I just feel like I've not done enough yet and like I said I want the best for my daughter so I feel like it is my responsibility to explore every avenue before giving up on their relationship and after all this if he still cannot get it together and be the best dad he can be for her, I will then make the decision to stop all contact between them.
Thanks again for your advice
Hi there Louise
Obviously I didnt speak about my current situation. I had been suffering from depression, along with other problems but after leaving work back in 2010 I started receiving treatment within the community mental team and I completed my last sessiion of therapy earlier on this year so I'm feeling a thousand times stronger with a clearer vision of what I want for myself and my daughter.
Last September I enrolled into college to study Art and Design and I passed that with flying colours and I've just enrolled onto my 2nd year which starts next week - and I cannot wait!!!
I feel like i've started to take control of my and i'm excited for the future. I just feel like its time to start doing what I can for my daughter to have a relationship with her dad. Like I said to sparklinglime I do believe he loves my daughter and he would like to be in her life but he is comfortable using his status as an excuse to fall back on, especially when I speak about money.
But thank you Louise for your advice, i'm happy to say i'm a step ahead of u lol
Well done to you, boubearsma! that is fab, all the things you are doing.

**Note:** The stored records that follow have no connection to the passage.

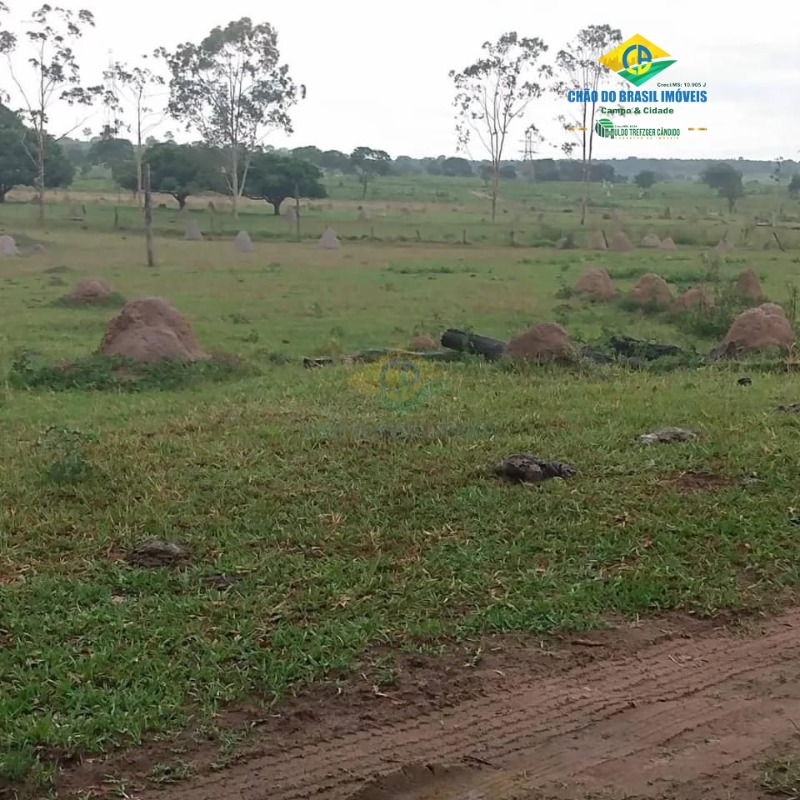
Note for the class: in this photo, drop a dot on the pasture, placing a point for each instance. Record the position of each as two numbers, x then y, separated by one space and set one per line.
338 545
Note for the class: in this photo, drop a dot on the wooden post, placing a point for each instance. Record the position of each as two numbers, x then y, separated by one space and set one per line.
297 210
148 217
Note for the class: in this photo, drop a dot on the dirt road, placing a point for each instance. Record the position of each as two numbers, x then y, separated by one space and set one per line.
681 717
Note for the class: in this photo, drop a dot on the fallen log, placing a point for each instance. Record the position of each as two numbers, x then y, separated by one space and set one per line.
376 354
628 346
471 343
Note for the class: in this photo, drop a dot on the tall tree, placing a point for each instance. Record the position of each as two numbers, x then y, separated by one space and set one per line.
233 90
135 99
55 75
494 92
368 163
579 68
726 180
275 177
179 170
17 168
109 150
7 43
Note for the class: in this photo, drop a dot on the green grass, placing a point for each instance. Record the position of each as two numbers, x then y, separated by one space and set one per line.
782 778
353 525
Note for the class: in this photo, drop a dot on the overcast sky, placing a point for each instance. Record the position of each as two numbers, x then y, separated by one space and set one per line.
377 74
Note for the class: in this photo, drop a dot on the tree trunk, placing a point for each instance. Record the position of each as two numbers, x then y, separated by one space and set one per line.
139 183
235 179
297 210
148 218
495 186
40 176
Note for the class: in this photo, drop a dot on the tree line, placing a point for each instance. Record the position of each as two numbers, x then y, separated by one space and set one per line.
232 89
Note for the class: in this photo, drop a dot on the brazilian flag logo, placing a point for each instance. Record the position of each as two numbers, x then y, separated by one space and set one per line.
637 60
605 128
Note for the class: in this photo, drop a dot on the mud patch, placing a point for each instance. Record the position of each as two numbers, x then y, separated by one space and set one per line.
360 705
429 782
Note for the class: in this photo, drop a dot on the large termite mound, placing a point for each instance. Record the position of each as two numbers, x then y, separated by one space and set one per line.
762 328
545 341
595 283
652 288
150 329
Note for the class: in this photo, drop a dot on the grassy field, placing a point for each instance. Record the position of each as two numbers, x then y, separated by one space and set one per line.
347 524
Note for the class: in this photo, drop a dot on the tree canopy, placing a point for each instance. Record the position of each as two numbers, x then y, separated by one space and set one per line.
368 163
19 157
179 170
274 177
726 180
645 179
493 93
232 88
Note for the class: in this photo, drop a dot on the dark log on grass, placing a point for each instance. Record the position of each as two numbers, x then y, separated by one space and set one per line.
370 356
465 342
628 346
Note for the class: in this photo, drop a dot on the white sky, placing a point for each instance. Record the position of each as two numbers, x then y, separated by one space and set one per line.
377 74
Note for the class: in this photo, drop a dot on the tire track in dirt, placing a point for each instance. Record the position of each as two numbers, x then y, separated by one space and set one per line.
669 714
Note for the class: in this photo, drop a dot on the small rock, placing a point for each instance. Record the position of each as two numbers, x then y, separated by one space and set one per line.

Hi boubearsma and welcome to One Space from me
I just wanted to tell you about a friend of mine, she has a daughter with a Brazilian man, she lived there for a while. When their relationship broke down she moved to the UK, she knows that 'dad' loves his daughter, but he never sent money, she would pay for him to come to the UK to have a relationship with their daughter. Long story short, he met a Swedish woman, married her and now has 2 children in Sweden and living a lovely life (My friend and daughter went to visit).
He has never once paid any money, he will only visit if my friend pays for the trip, but it is very obvious that he loves his daughter. However he does not see it as his responsibility to 'be a father' as my friend left him.
I am sharing this because she has spent many years trying to get him to call, visit, pay money, be a 'great dad' etc, but to no avail. He has continued to be the same from the very beginning and your story reminded me of their situation.
It sounds as though you have spent a lot of time and energy trying to create something good for your daughter. But there comes a time when we have to let go and focus on us. Your daughters father will show up as and when he wants to and that might be all he can offer.
Food for thought?
Hi
Firstly you have clearly been through a lot and survived. And you've done this without him.
You cannot make this man be the Father you want for your daughter.
If he's working illegaly, I can't see how you can make him provide for your daughter. I'm not sure if there is a way that the CSA would be able to put anything in place for Geneva.
I was married for 20 years and have four children. Their Father chooses to have limited contact, and maintenance over the last few years has varied from £58 a month at its highest point. This month I've had £0. Not a lot I can do about it as I know he chooses not to be responsible for the children. He saw them twice last year, and twice so far this year, but one visit was because he was up for his Father's funeral and second as he was up for his step-daughter's graduation...
One thing your daughter has 100% in her life and that is you. You being there for her unconditionally is all she needs.
She'll always wonder about her Dad. I think that's natural, but you can deal with that by not being negative about him, but having simple replies ready for her.
You have no reason to feel guilty. He is letting her down. And the frustration really is wasted energy that can be spent having fun with your daughter (I keep telling myself that but still get wound up eight years down the road).